MSA CDR application submitted : 23/11/2014 (Online ) ,waiting reply


----------



## gunflame (Oct 7, 2014)

I have 9 years work experience and I did NOT get the additional assessment from Engineers Australia (as a Chemical Engineer).

I submitted my claim to the DIAC, they reviewed it and found everything was ok.

It really depends, if you are not sure that your experience could be counted as relevant (because your roles are somewhat hybrid), I recommend you to go ahead and pay the fee for additional assessment to EA. If you feel you have strong proof that all your experience is relevant you don't need to pay for the additional assessment.


----------



## jay.joshi.3 (Aug 16, 2015)

*Assessment about working experience*

Hello friends,

I have submitted my CDR application along with additional relevant skilled employment (14th Nov.2014). Any idea how long does it take for the assessment outcome? Mine is still under QUEUED FOR ASSESSMENT.

Can we fast track the relevant skilled employment embodied with the CDR as well? if yes, then kindly address how? I checked out in my portal but I didn't saw any option regarding that.

Another question I'd like to ask is that, does EA gives assessment having your work exp decreased as they may not find it suitable. For instance, total of 6 yrs of working exp decreased to 4 yrs. I have heard that from a friend who did his assessment from ACS. His working exp was considered of 8 yrs although he was having 10 yrs. Do EA follow the same tactics in some cases? 

Kindly suggest.
Jay


----------



## Dipti89 (Jan 10, 2017)

Hi Everyone,

I got EA outcome letter in November 2016.
Despite having relevant work experience, the number of years of experience was not mentioned in the outcome letter.
My work experience was not assessed due to unavailability of the third party document
So I couldn't claim any points against my application.

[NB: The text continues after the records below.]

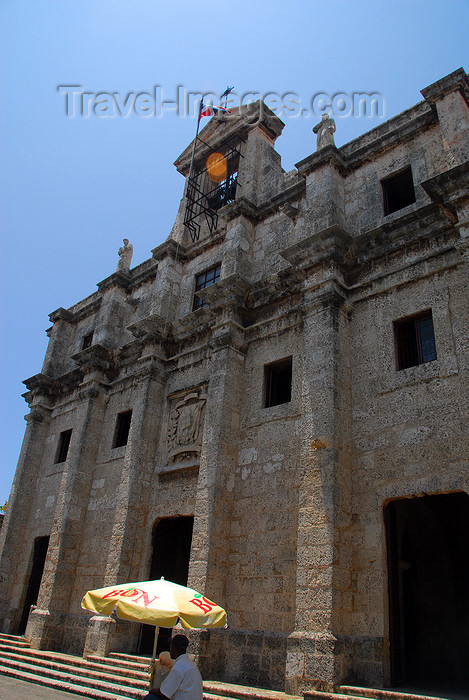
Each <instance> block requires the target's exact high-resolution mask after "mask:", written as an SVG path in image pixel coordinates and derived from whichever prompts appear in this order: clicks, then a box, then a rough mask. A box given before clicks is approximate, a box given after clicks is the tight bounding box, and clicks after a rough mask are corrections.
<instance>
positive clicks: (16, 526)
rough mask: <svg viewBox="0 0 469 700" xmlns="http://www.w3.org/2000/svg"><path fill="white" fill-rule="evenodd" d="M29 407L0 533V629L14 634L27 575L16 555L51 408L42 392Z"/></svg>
mask: <svg viewBox="0 0 469 700" xmlns="http://www.w3.org/2000/svg"><path fill="white" fill-rule="evenodd" d="M41 376H42V375H41ZM44 379H46V378H44ZM35 393H36V392H35ZM31 406H32V407H31V412H30V413H29V414H28V415H27V416H25V419H26V421H27V427H26V432H25V436H24V440H23V445H22V448H21V453H20V456H19V460H18V466H17V468H16V474H15V479H14V481H13V486H12V490H11V494H10V498H9V500H8V508H7V511H6V515H5V519H4V522H3V526H2V529H1V532H0V572H1V573H0V577H1V588H2V595H1V600H2V602H1V604H0V629H1V631H2V632H5V633H16V632H17V630H18V625H19V623H20V619H21V613H22V610H21V606H18V601H22V600H24V595H25V592H26V586H27V577H28V574H29V572H28V571H27V570H26V568H25V567H26V566H27V564H28V560H27V558H26V559H25V558H19V557H18V556H17V554H16V553H17V552H19V551H21V549H22V548H23V547H24V540H23V527H24V524H25V523H27V522H28V520H29V519H30V518H31V511H32V508H33V504H34V495H35V491H36V483H37V478H38V474H39V470H40V466H41V461H42V456H43V453H44V448H45V443H46V438H47V435H48V432H49V425H50V410H51V409H50V408H49V407H48V406H47V404H45V397H44V395H43V394H42V392H41V395H37V394H36V396H35V399H34V401H33V400H31Z"/></svg>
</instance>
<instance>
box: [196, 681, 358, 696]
mask: <svg viewBox="0 0 469 700" xmlns="http://www.w3.org/2000/svg"><path fill="white" fill-rule="evenodd" d="M205 691H206V692H207V693H208V694H211V695H212V694H213V695H217V696H221V697H223V698H227V697H228V698H236V699H237V700H303V698H302V697H298V696H295V695H286V694H285V693H282V692H281V691H280V690H266V689H264V688H251V687H249V686H245V685H236V684H234V683H222V682H221V681H204V694H205ZM354 700H356V698H355V699H354Z"/></svg>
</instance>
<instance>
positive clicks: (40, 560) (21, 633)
mask: <svg viewBox="0 0 469 700" xmlns="http://www.w3.org/2000/svg"><path fill="white" fill-rule="evenodd" d="M48 546H49V537H37V538H36V539H35V541H34V553H33V565H32V569H31V575H30V577H29V582H28V589H27V591H26V598H25V601H24V606H23V612H22V615H21V620H20V625H19V628H18V634H24V633H25V631H26V625H27V624H28V617H29V613H30V610H31V605H36V603H37V597H38V595H39V589H40V587H41V580H42V574H43V573H44V564H45V562H46V555H47V548H48Z"/></svg>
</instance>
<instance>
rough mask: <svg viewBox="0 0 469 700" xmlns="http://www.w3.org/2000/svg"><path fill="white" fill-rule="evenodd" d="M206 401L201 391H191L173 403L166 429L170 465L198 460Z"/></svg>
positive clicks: (200, 446) (168, 452)
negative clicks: (183, 396)
mask: <svg viewBox="0 0 469 700" xmlns="http://www.w3.org/2000/svg"><path fill="white" fill-rule="evenodd" d="M206 401H207V397H206V395H205V394H204V393H203V392H202V391H193V392H190V393H189V394H186V396H185V397H184V398H182V399H181V398H180V399H179V400H178V401H176V402H175V403H174V405H173V407H172V409H171V414H170V420H169V429H168V462H169V463H170V464H171V463H173V464H174V463H175V462H186V461H189V460H190V461H194V460H198V458H199V455H200V447H201V445H202V428H203V422H204V417H205V403H206Z"/></svg>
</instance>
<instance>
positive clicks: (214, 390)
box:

I have again submitted application for reassessment (paid for it)
Assessor has asked to provide third party evidence of my employment
They are not accepting Form 16 or ITR-V as a third party proof
Till now I have provided:
1. Offer Letter
2. Promotion Letter
3. Experience Letter
4. Referral Letter
5. Salary Slips
6. Form 16
7. ITR-V (IT Return)

But, EA want Form 26S only 
Income from my first employment was not under tax slab, so income transaction details, as well as Employer's name and TAN details are not reflecting in the Form 26AS.
I have also given PF statement (But it does not contain Employer's name on it)
As per MSA booklet page 29, Third party evidence document should reflect Company's name

I have Income tax acknowledgment from Indian Income Tax Authority. Will it serve the purpose (It does not contain Employer's name)

Please suggest a way out from this problem

I have only next week to arrange documents or else I won't be able to claim 5 points despite having 3+ years experience


Dipti
From India


----------